Hoofdstuk 5 Handhaving en schouw

Handhaving

Artikel 23

Met het toezicht op de naleving van bepalingen van deze keur zijn belast de bij besluit van het dagelijks bestuur aangewezen ambtenaren van het waterschap.

Schouw over waterkeringen en wateren

Artikel 24
  • 1. De niet bij het waterschap in onderhoud zijnde waterkeringen en de schouw-sloten zijn aan schouw onderworpen.

  • 2. Tijdens de schouw kan enkel worden gecontroleerd op naleving van het bepaalde in artikel 7 dan wel op de naleving van het bepaalde in de artikelen 15 en 16.

  • 3. De schouw kan tot een deel van het waterschapsgebied beperkt blijven.

Bekendmaking schouw

Artikel 25
  • 1. Het dagelijks bestuur maakt het tijdstip waarop de schouw een aanvang neemt tenminste vier weken tevoren bekend door kennisgeving hiervan in één of meer dag-, nieuws- of huis-aan-huisbladen.

  • 2. De in het vorige lid bedoelde kennisgeving wordt vervangen door een persoon-lijke aanschrijving indien voor een bepaald perceel voor het eerst schouw wordt gevoerd.

Uitvoering schouw

Artikel 26

Met de uitvoering van de schouw zijn belast de door het dagelijks bestuur  aangewezen ambtenaren.

Hoofdstuk 6 Dijkleger

Artikel 27

  • 1. In het geval van dreigend gevaar kan het dagelijks bestuur dijkposten instellen ter bewaking van de bij het waterschap in beheer zijnde waterkeringen.

  • 2. Het dagelijks bestuur werft daartoe vrijwilligers en wijst daaruit de dijkwachten aan die de dijkposten zullen bezetten.

  • 3. Het dagelijks bestuur draagt zorg voor een actueel vrijwilligersbestand.

Artikel 28

  • 1. Het dagelijks bestuur houdt een lijst bij van dijkwachten, alsmede van de verdeling van deze dijkwachten over de dijkposten.

  • 2. Het dagelijks bestuur zorgt voor een geregelde aflossing van de dijkwachten en wel zodanig dat als regel niet langer dan twaalf uren achtereen dienst wordt gedaan.

Artikel 29

  • 1. De dijkwachten staan onder leiding van de hoofddijkwacht van de dijkpost waarbij zij zijn ingedeeld.

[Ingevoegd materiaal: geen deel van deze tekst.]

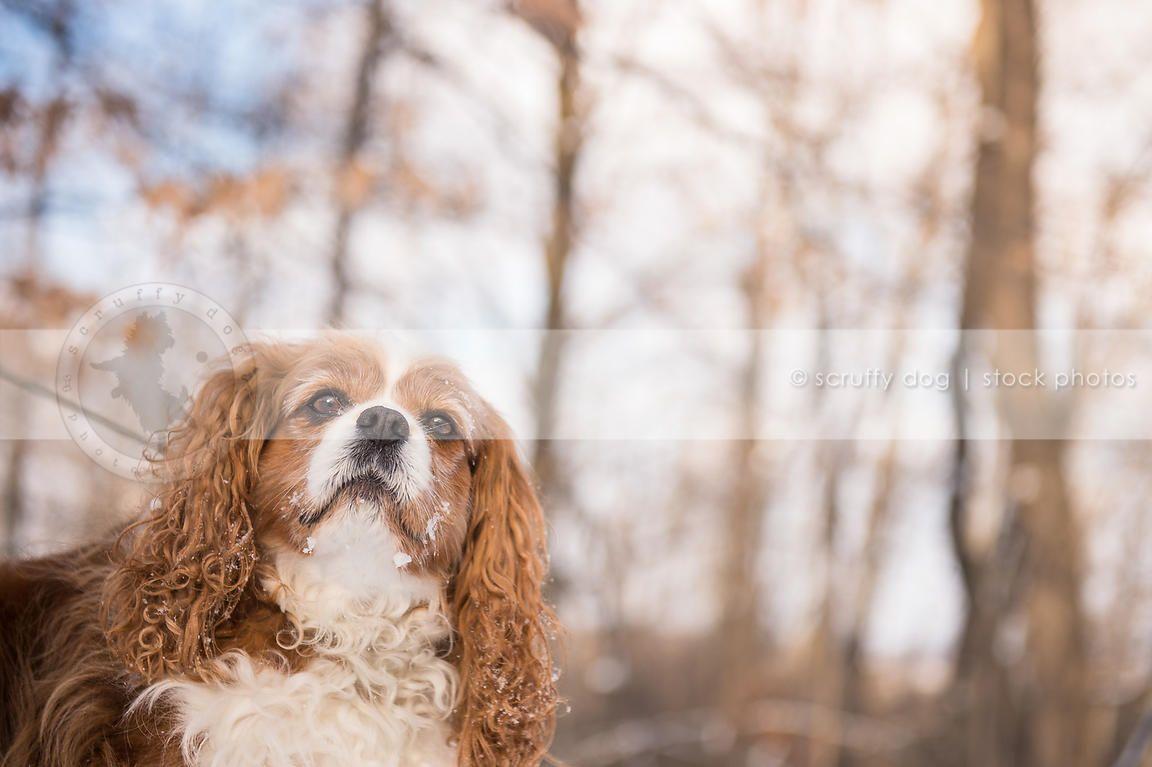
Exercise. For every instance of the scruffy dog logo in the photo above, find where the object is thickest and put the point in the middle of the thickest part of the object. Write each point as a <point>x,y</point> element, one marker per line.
<point>129,364</point>
<point>139,373</point>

  • 2. De dijkwachten patrouilleren volgens aanwijzing van de hoofddijkwacht over het hun aangewezen gedeelte van de waterkering en doen onverwijld mededeling van hun bevindingen aan de hoofddijkwacht.

Artikel 30

Het dagelijks bestuur stelt een uurvergoeding vast voor de dijkwachten.

Hoofdstuk 7 Ontheffingen

Artikel 31

  • 1. Het dagelijks bestuur kan van de in deze keur gestelde gebods- en verbodsbepalingen, met uitzondering van de bepalingen in hoofdstuk 8, ontheffing verlenen.

  • 2. Ter bescherming van de bij de waterstaatkundige verzorging van het beheersgebied betrokken belangen kunnen aan een ontheffing voorschriften worden verbonden en kan een ontheffing voor bepaalde tijd worden verleend.

  • 3. De toepassing van het bepaalde in het eerste en tweede lid kan mede strekken ter bescherming van de aan de waterstaatskundige verzorging van het beheersgebied verbonden belangen van andere dan waterstaatkundige aard, voor zover daarin niet is voorzien door bij of krachtens andere wettelijke regeling gestelde bepalingen.

  • 4. Het bepaalde in het tweede en derde lid is van overeenkomstige toepassing op het weigeren, wijzigen en intrekken van een ontheffing.

Hoofdstuk 8 Lozen en onttrekken

Begripsbepalingen

Artikel 32
  • In dit hoofdstuk wordt verstaan onder

  • a. aanvoeren: het door middel van een werk of langs natuurlijke weg naar een oppervlaktewater halen of laten stromen van water uit een ander oppervlakte-water;

  • b. afvoeren: het door middel van een werk of langs natuurlijke weg brengen of laten stromen van water uit een oppervlaktewater naar een ander oppervlakte-water;

  • c. lozen: het door middel van een werk brengen van water in een oppervlaktewater zonder dat het water daarbij uit een ander oppervlaktewater wordt gehaald.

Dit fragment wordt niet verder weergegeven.